The boy had been flown to Barbados for the sold purpose of taking a nap and his morning's exercise on a brilliant stretch of private beach. The microfiche laminate in the cassette's transparent case explained that the yogi could will himself through alpha to delta without an inducer.
Parker, who hadn't been able to sleep without an inducer for two years, wondered if this was possible.
He had been able to sit through the whole thing only once, though by now he knew every sensation of the first five subjective minutes. He thought the most interesting part of the sequence was a slight editing slip at the start of the elaborate breathing routine: a swift glance down the white beach that picked out the figure of a guard patrolling a chain link fence, a black machine pistol slung over his arm.
While Parker slept, power drained from the city's grids.
The transition from delta to delta-ASP was a dark implosion into other flesh. Familiarity cushioned the shock. He felt the cool sand under his shoulders. The cuffs of his tattered jeans flapped against his bare ankles in the morning breeze. Soon the boy would wake fully and begin his Ardha-Matsyendra-something; with other hands Parker groped in darkness for the ASP deck.
Three in the morning.
Making yourself a cup of coffee in the dark, using a flashlight when you pour the boiling water.
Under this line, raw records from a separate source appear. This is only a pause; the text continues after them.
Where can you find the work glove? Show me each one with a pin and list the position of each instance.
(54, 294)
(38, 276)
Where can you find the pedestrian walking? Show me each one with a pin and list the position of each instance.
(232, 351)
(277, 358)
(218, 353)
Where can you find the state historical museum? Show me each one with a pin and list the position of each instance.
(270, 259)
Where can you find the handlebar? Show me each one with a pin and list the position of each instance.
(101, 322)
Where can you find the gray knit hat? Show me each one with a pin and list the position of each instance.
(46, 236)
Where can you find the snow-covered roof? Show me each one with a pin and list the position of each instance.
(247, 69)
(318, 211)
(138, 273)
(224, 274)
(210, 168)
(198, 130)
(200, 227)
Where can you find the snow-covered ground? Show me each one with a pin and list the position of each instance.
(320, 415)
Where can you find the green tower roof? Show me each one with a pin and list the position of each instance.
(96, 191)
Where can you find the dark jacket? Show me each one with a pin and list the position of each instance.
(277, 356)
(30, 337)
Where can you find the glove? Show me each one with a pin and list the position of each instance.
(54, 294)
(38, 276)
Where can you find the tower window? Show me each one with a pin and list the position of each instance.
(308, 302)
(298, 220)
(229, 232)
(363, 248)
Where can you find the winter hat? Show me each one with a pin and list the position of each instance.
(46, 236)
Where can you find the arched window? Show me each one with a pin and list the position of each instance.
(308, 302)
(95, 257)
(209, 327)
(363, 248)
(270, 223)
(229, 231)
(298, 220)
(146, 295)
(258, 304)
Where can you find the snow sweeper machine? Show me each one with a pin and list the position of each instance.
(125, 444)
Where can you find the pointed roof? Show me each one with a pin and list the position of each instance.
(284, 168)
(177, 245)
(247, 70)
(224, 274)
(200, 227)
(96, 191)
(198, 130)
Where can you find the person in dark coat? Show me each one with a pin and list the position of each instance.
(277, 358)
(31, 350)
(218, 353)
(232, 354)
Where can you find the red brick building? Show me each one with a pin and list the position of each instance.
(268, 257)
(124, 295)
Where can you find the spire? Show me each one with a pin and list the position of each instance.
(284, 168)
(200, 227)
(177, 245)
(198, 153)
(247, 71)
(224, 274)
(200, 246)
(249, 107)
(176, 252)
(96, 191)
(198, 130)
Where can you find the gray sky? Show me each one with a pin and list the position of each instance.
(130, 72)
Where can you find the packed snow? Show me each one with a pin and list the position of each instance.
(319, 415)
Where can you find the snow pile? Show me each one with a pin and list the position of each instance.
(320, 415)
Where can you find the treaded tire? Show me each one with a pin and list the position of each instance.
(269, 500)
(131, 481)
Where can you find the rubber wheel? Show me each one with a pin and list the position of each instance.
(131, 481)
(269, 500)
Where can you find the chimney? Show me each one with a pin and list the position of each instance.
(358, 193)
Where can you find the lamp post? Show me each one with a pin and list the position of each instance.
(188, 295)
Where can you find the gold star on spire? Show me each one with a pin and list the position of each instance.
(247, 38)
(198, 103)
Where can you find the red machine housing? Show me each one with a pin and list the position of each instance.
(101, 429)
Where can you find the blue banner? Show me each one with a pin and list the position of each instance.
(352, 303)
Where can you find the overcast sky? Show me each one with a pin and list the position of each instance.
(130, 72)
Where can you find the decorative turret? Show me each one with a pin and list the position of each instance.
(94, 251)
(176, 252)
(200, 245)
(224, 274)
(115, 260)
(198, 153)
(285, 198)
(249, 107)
Morning's recorded dream, fading: through other eyes, dark plume of a Cuban freighter - fading with the horizon it navigates across the mind's gray screen.
Three in the morning.
Let yesterday arrange itself around you in flat schematic images. What you said - what she said - watching her pack - dialing the cab. However you shuffle them they form the same printed circuit: you, standing in the rain, screaming at the cabby.
The rain was sour and acid, nearly the color of piss. The cabby called you an asshole; you still had to pay twice the fare. She had three pieces of luggage. In his respirator and goggles, the man looked like an ant. He pedaled away in the rain. She didn't look back.
The last you saw of her was a giant ant, giving you the finger.